She nodded once. One of her men stepped forward.
“Ms. Dixon. Mr. Dane,” he said, voice clipped, professional. “This way.”
A dismissal. A threat wrapped in civility.
I should have fought it. Should have demanded answers, forced her hand, something.
But Marcus’s body was already tense beside me, his breathing controlled, his stance shifting into something predatory. And if I pushed this too far, right now, I wasn’t sure who would walk out of here alive. Because I had never seen Marcus Dane angry.
I’d seen him cold. Calculating. Dangerous in a way that didn’t require volume or threats, just the quiet certainty that if he wanted to break you, he already knew how. But this?
This was something else.
His body was taut with restrained force, his muscles locked so tight I could feel the tension radiating offhim. He hadn’t moved, hadn’t spoken, but the room had shifted around him—like a fault line waiting to snap.
And if it did?
I didn’t know what would happen.
Would he lunge for Hart? Would he drag her across that sleek mahogany desk and make her regret whatever history she had with his father? Would her security react fast enough to stop him?
Would I?
I pictured it—chaos unraveling in seconds, Marcus slamming one of her men against the wall, the sick crack of bone giving way, the other reaching for a gun he wouldn’t have time to use. I imagined Hart sitting there, calm and composed, watching it all unfold with the detached amusement of a woman who had already planned for every possible outcome.

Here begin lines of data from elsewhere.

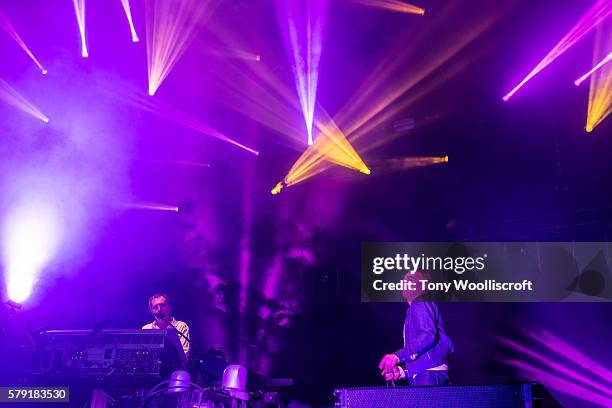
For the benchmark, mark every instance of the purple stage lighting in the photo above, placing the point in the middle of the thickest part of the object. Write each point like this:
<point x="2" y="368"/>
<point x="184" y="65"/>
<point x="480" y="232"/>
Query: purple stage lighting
<point x="603" y="62"/>
<point x="79" y="9"/>
<point x="598" y="13"/>
<point x="6" y="25"/>
<point x="10" y="95"/>
<point x="31" y="234"/>
<point x="303" y="22"/>
<point x="128" y="14"/>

I couldn’t let it get that far.
We weren’t ready. Not yet.
So I did the only thing I could—I stepped closer to Marcus, close enough that my arm brushed his, that he could feel me there. A tether. A warning.
“Not here,” I murmured, so quiet only he could hear.
For a long, agonizing second, he didn’t move. Didn’t breathe.
Then, finally, his exhale came—slow and measured, but no less lethal. A war delayed, not won.
I exhaled slowly, too, relieved.
Then I turned back to Hart. She was already looking at me, an almost lazy satisfaction in her gaze.
“This isn’t over,” I said quietly.
Her smile returned.
“No,” she agreed, tilting her head. “It’s not.”
Then, just before I turned away, she added, almost like an afterthought?—
“Give my regards to Dominion Hall, Mr. Dane.”
Marcus went still. Like the final breath before an explosion.
Hart saw it, too.
And she liked it.
Her lips curved, the barest flicker of amusement in her gaze. She was testing him, pressing at the cracks, looking for the weakness that would make him snap.